When an attribute is obtained in step S304-3, the process advances to step S304-5. In step S304-5, the scenario construction unit 106 generates an input condition using the attribute obtained in step S304 -3. More
specifically, the scenario construction unit 106 registers the attribute in a scenario as an input attribute
corresponding to the intention tag of the latest utterance whose type is request.
If no attribute is obtained as in a case where the utterance next to the utterance of question is not answer, the process advances to step S304-4. In step S304-4, the scenario construction unit 106 determines whether the user has returned a question in response to the question of the operator. For example, in a dialogue example shown in FIG. 12, the user responds by "Urn? I don't know" to the operator's question "At which terminal are you?" If the type of an utterance to a question is not answer, as described above, the scenario construction unit 106
determines it as a redundant response in the scenario (or may determine it as another response type) , that is, determines that the efficiency is low, and sets the
evaluation of the scenario under construction low. In step S304-6, the scenario construction unit 106 waits for an utterance whose type is answer. Upon detecting an
utterance whose type is answer, the scenario construction unit 106 acquires an attribute from the pair of the
utterance of question and the utterance of answer and generates an input condition based on the attribute.

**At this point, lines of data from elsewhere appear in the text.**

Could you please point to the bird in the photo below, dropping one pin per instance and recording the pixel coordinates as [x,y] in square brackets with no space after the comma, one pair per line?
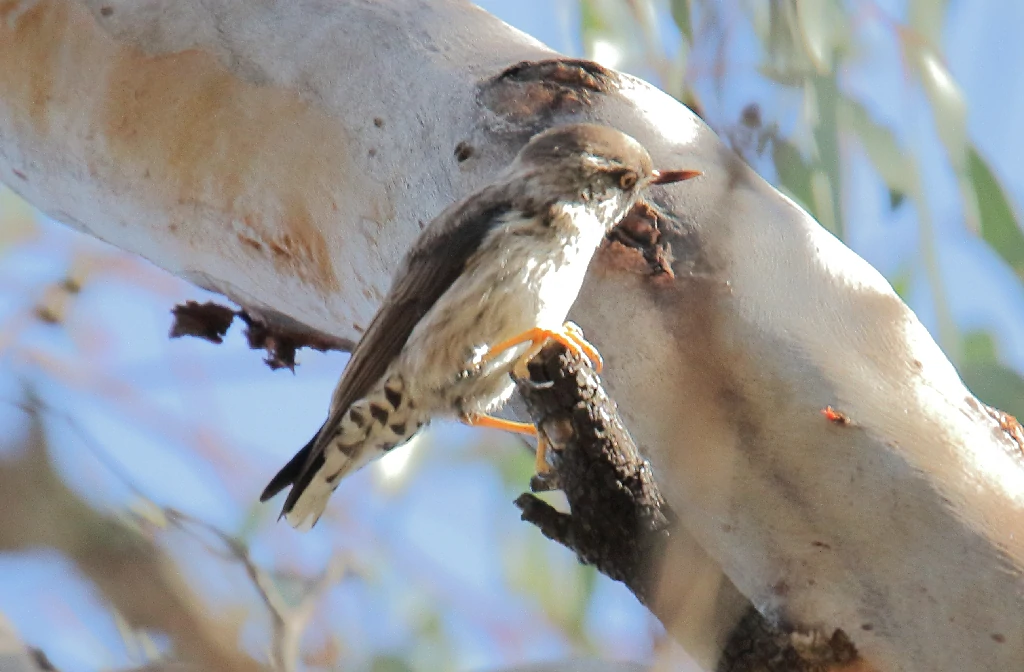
[487,283]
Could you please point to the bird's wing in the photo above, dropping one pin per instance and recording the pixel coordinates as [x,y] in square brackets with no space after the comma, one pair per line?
[429,269]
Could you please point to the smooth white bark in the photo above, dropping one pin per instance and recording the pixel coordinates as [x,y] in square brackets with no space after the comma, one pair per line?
[283,154]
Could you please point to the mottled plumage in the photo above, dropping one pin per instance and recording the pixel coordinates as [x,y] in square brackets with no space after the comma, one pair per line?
[506,259]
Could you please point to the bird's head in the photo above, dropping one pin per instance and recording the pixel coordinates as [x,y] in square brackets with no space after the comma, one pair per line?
[597,167]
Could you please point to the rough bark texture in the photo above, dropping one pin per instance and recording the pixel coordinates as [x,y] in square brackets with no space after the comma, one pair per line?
[286,155]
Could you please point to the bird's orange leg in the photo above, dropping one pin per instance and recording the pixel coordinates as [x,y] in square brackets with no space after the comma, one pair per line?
[586,348]
[541,461]
[569,335]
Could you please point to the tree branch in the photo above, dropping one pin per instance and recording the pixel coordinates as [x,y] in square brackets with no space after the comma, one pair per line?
[621,523]
[285,155]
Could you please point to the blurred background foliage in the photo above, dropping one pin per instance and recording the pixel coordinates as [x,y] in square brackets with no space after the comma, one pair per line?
[131,464]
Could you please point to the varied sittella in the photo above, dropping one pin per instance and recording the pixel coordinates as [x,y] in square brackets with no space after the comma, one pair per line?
[488,282]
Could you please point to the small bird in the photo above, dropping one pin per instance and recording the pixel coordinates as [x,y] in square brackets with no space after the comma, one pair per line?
[488,282]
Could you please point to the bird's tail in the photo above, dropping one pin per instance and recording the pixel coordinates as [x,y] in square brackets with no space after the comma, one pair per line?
[368,429]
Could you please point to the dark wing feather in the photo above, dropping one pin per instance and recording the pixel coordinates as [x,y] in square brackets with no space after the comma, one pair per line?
[429,269]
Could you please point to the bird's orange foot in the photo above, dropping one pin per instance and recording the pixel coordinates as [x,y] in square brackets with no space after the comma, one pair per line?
[541,461]
[569,335]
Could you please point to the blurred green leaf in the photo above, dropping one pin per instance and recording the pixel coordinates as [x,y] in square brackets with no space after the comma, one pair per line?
[896,199]
[816,29]
[998,222]
[591,19]
[901,283]
[681,14]
[996,385]
[990,381]
[948,105]
[794,173]
[926,17]
[978,346]
[389,664]
[894,164]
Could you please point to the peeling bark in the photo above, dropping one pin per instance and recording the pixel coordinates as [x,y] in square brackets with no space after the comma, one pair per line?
[287,154]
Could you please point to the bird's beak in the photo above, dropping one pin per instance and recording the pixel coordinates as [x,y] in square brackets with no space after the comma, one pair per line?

If the type of the utterance next to the utterance of question is not answer in step S304 -4, the process advances to step S304-7. In step S304 -7, the spoken language understanding unit 102 acquires an intention tag, and
"input" is generated based on the intention tag as well as the input condition generated in step S304-5.

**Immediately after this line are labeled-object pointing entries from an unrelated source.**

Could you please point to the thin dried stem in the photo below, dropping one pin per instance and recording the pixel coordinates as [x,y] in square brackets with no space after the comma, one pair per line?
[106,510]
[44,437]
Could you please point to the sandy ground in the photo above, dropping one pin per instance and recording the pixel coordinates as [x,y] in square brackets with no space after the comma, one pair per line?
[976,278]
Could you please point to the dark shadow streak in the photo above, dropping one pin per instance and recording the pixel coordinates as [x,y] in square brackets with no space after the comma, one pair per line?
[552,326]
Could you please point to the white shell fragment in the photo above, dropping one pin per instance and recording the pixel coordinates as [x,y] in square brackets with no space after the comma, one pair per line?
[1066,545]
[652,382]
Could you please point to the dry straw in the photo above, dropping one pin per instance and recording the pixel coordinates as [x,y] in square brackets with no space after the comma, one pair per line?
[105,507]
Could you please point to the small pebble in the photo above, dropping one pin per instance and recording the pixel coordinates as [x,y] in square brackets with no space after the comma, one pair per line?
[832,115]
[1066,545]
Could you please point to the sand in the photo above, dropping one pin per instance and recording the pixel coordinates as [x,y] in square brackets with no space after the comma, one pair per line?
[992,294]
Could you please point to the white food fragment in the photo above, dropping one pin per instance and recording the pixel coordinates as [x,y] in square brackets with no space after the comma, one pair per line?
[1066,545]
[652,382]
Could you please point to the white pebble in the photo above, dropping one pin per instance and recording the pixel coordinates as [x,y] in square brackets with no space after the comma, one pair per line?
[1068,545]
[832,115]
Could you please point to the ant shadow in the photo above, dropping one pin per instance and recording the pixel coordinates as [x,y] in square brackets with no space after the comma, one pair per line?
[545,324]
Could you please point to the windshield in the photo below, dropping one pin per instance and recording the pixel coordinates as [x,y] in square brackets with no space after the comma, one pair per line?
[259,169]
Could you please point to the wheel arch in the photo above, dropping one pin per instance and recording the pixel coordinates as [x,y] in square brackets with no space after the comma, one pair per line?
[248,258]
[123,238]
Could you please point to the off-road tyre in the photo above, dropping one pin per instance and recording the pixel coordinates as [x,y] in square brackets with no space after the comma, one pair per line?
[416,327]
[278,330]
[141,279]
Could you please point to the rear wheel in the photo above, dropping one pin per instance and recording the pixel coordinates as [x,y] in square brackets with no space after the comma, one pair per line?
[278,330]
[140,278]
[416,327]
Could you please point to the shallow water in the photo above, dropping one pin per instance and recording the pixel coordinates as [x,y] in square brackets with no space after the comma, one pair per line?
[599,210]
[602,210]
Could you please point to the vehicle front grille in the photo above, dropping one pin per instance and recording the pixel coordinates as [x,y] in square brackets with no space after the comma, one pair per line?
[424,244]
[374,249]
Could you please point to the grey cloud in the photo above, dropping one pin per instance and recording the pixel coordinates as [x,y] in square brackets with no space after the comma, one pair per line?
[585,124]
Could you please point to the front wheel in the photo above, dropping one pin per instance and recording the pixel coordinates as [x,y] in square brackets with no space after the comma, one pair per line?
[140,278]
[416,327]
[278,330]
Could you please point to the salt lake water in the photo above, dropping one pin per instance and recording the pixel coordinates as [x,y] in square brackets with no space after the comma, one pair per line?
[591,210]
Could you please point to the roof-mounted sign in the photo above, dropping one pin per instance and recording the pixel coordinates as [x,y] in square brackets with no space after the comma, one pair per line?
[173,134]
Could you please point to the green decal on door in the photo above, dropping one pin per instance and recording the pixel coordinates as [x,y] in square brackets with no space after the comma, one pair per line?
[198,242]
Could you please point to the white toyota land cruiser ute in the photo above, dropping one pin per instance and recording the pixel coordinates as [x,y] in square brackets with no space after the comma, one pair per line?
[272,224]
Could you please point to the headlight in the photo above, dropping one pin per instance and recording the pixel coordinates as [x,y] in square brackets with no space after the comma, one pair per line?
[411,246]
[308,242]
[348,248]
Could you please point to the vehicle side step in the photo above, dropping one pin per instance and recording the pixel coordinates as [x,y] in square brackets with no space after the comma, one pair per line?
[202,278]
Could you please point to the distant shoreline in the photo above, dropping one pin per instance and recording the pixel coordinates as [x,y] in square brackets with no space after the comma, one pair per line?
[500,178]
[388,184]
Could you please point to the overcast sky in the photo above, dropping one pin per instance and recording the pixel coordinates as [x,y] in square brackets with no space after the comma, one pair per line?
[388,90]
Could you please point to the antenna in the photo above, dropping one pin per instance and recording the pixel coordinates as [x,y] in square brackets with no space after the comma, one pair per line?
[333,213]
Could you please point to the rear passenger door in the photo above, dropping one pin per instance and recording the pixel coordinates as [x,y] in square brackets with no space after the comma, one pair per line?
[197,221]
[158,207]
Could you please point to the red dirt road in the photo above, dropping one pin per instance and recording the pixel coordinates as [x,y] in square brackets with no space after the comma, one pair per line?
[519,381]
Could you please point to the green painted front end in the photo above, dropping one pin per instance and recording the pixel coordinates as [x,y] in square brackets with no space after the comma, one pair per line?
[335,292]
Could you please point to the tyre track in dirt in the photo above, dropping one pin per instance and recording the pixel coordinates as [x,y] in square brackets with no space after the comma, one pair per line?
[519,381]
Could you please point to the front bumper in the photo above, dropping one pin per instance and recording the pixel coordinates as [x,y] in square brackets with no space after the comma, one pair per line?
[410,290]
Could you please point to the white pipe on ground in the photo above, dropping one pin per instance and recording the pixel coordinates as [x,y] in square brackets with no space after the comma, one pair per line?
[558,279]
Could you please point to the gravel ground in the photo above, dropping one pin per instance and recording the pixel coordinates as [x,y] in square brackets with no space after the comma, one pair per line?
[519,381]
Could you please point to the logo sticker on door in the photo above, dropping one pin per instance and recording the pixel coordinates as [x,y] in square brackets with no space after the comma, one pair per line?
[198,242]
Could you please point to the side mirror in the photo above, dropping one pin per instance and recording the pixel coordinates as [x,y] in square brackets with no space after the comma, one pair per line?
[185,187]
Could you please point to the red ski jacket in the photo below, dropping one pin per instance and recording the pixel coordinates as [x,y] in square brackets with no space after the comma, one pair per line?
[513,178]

In step S305, the scenario construction unit 106 ends the load of the dialogue log. In step S306, the scenario construction unit 106 replaces the word included in the action content with a semantic class serving as a variable. In step S307, the scenario construction unit 106 stores the constructed scenario in the scenario storage unit 110. The scenario is stored in association with a scenario feature word so as to enable a search by the scenario feature word.
Note that the scenario can be constructed so as to faithfully reproduce the dialogue between the user and the operator, as in the example of FIG. 11A, or constructed so as to receive necessary attributes at once, as in the example of FIG. 11B.
The scenario updating unit 107 converts the scenario stored in the scenario storage unit 110 into an object executable by the dialogue management unit 103 and adds it to the scenario object DB 114. As for the timing, the
updating may be done automatically or based on an operation by an administrator. Similar scenarios may simultaneously be constructed for a plurality of operators. As shown in FIG. 13, the scenario storage unit 110 stores each scenario in association with a scenario feature word, the number of states, the number of response steps, and the number of response failures. The number of response failures
represents the number of failures in response as in a case where the user has made an utterance other than answer to a question of the operator. The number of states, the number of response steps, and the number of response failures are examples of evaluation data to evaluate a scenario, which are used when the administrator of the dialogue system 100 decides whether to add the scenario to the scenario object DB 114. The scenario updating unit 107 can display the evaluation data together with the scenarios so that the administrator of the dialogue system 100 can select the scenarios to be added to the scenario object DB 114.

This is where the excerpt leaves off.